WHEN the afternoon sunlight shone on three makeshift shelters set beside a waste-collection station, a small ruffle and noise came from beneath the canvas and wood boards.

A yellow cat sprang up from one, running across the small Tongzhou Road, jumping onto a bag of cat food.

"A cute and quiet one," murmured Wu Gendi, a 71-year-old woman, dressed in blue, one of her cotton shoes worn and with a hole in it.

She recognized the cat, one of the nearly 80 cats and dogs she helps raise inside the "home".

Wu emerged from one of the three shacks yesterday, where she lives with her husband, Zhou Hongnian, together with the cats and dogs, after waking up from a nap.

She waited alongside the road for Zhou, who had gone to take a sick cat for treatment.

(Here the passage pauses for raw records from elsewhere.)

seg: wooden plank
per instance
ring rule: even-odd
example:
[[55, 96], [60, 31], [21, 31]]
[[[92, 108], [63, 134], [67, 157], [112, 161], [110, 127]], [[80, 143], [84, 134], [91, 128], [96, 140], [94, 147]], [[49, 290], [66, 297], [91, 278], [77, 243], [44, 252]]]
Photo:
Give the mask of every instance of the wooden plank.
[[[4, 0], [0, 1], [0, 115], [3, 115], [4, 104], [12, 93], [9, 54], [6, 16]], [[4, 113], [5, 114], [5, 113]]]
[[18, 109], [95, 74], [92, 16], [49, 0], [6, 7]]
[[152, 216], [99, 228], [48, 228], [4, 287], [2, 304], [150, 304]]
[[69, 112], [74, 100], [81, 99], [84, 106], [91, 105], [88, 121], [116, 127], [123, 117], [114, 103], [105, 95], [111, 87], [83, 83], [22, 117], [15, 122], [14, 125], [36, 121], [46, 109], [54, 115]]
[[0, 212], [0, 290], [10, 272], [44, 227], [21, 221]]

"He's the one who loves the pets most for all his life," said Wu, talking about her 86-year-old husband.

The couple have been raising the stray and abandoned pets for more than 10 years.

The neighbors take walks on the same street in Hongkou District but seldom talk with the old couple. Wu, well-known within the community, seems not to be bothered by that.

The couple said the neighbors have petitioned the community and city sanitation departments to remove the "dog and cat shelter," and sometimes they've simply done it on their own.

"The makeshift shacks have been torn down several times," said Wu.

The couple moved out of their own home years ago and set up the temporary lodging, with cages occupying most of the space inside and empty ones stocked outside.

Wu's shack was torn down by the urban management team last year, she said.

"After they tore it down and carried the remaining materials away, we bought some waste board and plastic sheets and built the shacks again," Wu said. "They can't do much about us."

Wu said 14 cats once were poisoned to death but the suspects were never caught.

"They can ask us to narrow our space and not to affect others but they don't have the right to stop us from taking care of the homeless pets," Wu said.

By paying more than half of their 4,000 yuan (US$635) monthly pension to raise the dogs and cats, the duo don't have much left for themselves.

"We are now considering sterilizing the pets," said Wu, worrying they will have less ability to take care of them as they grow older and weaker.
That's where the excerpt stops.